Torus doublings and chaotic amplitude modulations in a two degree-of-freedom resonantly forced mechanical system

This work studies the response of a weakly non-linear vibratory system with two degrees-of-freedom when the system is excited near resonance. The two linear modes are in 1:3 internal resonance. The asymptotic method of averaging and direct numerical integration are used to obtain the response of the system. Over a range of excitation frequencies and modal damping, the averaged equations in slow time are found to possess limit cycle solutions. These solutions undergo period doubling bifurcations to chaotic solutions. The averaging theory then implies the existence of amplitude modulated motions, the exact nature of modulations not being well defined. Numerical simulation of the original vibratory two degree-of-freedom system shows that the system does undergo amplitude modulated motions. For sufficiently large damping, only periodic modulations arise in the form of a 2-torus. For lower damping, the 2-torus can undergo doubling and ultimate destruction to result in a chaotic attractor. Poincare sections of steady state solutions are used to characterize the various types of amplitude modulated motions.

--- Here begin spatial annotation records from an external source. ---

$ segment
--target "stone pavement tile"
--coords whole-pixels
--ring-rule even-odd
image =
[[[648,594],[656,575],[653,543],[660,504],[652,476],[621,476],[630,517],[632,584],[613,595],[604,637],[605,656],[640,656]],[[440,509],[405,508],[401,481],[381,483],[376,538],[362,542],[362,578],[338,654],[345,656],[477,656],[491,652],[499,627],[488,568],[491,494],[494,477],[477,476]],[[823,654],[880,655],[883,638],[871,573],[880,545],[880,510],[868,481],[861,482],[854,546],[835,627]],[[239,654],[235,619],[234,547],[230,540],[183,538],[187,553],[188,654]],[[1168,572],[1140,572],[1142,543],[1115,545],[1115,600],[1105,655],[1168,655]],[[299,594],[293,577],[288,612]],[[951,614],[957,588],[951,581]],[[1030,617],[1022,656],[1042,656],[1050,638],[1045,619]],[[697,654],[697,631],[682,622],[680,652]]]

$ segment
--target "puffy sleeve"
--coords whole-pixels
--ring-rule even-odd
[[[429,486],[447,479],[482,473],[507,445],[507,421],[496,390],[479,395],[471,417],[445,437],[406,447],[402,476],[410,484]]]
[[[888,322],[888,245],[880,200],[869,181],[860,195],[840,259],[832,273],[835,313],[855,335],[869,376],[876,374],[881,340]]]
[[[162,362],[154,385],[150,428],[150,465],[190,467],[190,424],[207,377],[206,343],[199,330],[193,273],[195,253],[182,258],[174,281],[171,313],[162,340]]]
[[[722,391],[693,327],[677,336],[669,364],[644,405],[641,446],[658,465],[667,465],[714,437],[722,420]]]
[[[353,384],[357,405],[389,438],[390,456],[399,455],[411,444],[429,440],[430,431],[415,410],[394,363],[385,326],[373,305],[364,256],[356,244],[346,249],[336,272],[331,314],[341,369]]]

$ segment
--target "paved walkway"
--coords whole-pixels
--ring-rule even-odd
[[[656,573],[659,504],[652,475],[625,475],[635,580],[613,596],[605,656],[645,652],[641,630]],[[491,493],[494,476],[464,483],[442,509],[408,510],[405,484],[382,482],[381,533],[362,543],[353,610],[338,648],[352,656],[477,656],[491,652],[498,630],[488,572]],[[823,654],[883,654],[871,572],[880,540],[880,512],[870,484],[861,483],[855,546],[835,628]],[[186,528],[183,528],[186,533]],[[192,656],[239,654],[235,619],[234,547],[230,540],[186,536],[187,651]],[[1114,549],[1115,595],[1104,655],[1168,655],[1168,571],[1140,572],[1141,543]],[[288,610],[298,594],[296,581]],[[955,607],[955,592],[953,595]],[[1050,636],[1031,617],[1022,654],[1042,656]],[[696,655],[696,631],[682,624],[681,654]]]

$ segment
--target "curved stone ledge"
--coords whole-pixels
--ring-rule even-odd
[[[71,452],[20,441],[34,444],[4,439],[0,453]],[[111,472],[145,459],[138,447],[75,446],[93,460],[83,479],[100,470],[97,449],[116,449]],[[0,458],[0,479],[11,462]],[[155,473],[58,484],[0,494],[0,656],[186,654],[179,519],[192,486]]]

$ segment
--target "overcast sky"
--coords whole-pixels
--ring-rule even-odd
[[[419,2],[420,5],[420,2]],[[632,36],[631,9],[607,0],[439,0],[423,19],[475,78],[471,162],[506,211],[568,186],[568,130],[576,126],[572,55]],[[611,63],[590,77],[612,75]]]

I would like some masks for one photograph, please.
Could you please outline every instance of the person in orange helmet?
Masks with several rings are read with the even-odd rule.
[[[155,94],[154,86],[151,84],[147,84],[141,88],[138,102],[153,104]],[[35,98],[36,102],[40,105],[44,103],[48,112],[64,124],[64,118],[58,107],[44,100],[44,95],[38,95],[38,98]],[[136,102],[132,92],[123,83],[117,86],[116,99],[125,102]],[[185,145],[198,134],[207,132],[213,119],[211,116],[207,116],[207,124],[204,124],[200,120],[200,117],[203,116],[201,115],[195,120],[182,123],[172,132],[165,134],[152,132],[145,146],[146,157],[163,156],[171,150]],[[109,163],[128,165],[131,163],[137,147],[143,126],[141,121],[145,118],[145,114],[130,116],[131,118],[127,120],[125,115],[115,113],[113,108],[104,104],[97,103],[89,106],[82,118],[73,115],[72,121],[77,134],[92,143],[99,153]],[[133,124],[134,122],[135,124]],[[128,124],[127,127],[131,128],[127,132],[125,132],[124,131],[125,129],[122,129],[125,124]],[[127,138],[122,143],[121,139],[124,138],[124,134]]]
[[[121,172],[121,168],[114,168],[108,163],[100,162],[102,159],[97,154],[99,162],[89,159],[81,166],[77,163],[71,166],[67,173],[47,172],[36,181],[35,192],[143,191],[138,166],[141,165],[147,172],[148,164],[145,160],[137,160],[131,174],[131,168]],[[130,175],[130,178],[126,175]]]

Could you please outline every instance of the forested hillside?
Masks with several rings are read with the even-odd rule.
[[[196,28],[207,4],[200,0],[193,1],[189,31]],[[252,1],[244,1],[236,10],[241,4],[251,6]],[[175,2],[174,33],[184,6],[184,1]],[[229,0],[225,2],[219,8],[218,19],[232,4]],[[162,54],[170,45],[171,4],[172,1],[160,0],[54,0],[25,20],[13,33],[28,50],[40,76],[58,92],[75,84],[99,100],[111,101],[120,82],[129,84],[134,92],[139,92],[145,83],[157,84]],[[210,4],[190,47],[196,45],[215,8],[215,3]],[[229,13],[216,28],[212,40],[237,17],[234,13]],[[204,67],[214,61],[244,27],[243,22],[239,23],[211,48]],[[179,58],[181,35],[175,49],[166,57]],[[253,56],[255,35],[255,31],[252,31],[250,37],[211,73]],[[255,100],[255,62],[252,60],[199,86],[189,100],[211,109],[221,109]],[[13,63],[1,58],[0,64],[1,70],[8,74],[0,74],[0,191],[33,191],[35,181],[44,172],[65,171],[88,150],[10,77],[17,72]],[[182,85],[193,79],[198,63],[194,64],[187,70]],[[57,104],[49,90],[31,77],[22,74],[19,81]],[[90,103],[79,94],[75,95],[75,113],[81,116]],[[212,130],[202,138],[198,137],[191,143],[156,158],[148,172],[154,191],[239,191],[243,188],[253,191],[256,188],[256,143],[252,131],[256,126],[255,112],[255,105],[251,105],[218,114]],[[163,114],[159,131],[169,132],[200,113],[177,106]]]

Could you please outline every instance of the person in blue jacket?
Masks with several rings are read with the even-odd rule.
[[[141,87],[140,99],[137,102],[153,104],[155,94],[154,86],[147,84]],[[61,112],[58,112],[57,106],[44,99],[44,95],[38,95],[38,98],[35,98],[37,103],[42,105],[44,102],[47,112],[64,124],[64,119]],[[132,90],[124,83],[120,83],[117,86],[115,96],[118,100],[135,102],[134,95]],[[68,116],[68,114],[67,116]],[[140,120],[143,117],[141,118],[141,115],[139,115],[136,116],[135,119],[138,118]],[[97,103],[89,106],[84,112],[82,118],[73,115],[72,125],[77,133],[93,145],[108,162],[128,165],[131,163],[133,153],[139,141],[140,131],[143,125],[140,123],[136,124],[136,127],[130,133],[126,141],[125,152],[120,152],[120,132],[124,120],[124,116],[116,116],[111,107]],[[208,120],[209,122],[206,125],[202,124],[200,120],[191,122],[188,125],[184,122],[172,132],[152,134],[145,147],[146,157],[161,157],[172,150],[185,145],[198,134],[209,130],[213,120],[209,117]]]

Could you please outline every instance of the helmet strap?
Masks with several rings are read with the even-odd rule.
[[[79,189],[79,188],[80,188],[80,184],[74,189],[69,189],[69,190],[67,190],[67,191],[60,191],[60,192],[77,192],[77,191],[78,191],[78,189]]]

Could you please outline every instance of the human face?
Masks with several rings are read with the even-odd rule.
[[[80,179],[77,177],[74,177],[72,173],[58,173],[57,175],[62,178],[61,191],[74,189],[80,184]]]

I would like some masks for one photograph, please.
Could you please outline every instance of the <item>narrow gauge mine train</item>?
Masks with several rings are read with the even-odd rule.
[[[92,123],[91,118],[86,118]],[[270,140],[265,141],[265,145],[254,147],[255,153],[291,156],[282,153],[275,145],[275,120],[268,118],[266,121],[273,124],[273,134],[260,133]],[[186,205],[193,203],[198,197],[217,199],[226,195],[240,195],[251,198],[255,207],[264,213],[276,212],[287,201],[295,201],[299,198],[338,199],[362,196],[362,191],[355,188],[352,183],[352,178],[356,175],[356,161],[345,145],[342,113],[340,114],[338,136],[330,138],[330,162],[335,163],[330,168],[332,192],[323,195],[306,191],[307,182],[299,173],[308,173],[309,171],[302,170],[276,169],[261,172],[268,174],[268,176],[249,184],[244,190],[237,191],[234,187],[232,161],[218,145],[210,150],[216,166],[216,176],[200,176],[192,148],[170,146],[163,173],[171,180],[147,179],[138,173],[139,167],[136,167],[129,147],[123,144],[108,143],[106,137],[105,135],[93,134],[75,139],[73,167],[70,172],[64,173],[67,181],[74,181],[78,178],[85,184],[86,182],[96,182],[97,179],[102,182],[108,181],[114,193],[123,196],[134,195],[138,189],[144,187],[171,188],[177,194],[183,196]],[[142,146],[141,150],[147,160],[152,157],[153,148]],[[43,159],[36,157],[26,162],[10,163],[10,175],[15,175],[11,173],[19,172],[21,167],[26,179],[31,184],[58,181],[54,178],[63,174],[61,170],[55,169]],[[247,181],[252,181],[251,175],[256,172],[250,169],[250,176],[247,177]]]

Asymptotic techniques and complex dynamics in weakly non-linear forced mechanical systems

The applicability of asymptotic techniques and their ability to predict complex dynamical motions in weakly non-linear forced mechanical systems is investigated. The basic theorems in the method of averaging and integral manifolds are reviewed. A two degrees-of-freedom system, representing one mode truncation of general non-planar equations of a harmonically excited string, is used as the example. It is shown that the averaged equations, for small enough damping, possess non-planar constant solutions which become unstable and give rise to limit cycles, period-doublings, and isolated periodic solutions, as well as chaotic attractors. The truncated string equations are also directly integrated for small forcing amplitudes. There are non-planar periodic responses that bifurcate into amplitude-modulated motions on a two-torus. Changes in damping and frequency detuning result in torus-doubling, coexisting torus branches, and merging as well as destruction of the torus, leading to chaotic amplitude modulations. The bifurcation values of parameters are found to exhibit a scaling behavior and the results of averaged equations are found to be in qualitative agreement with the actual response.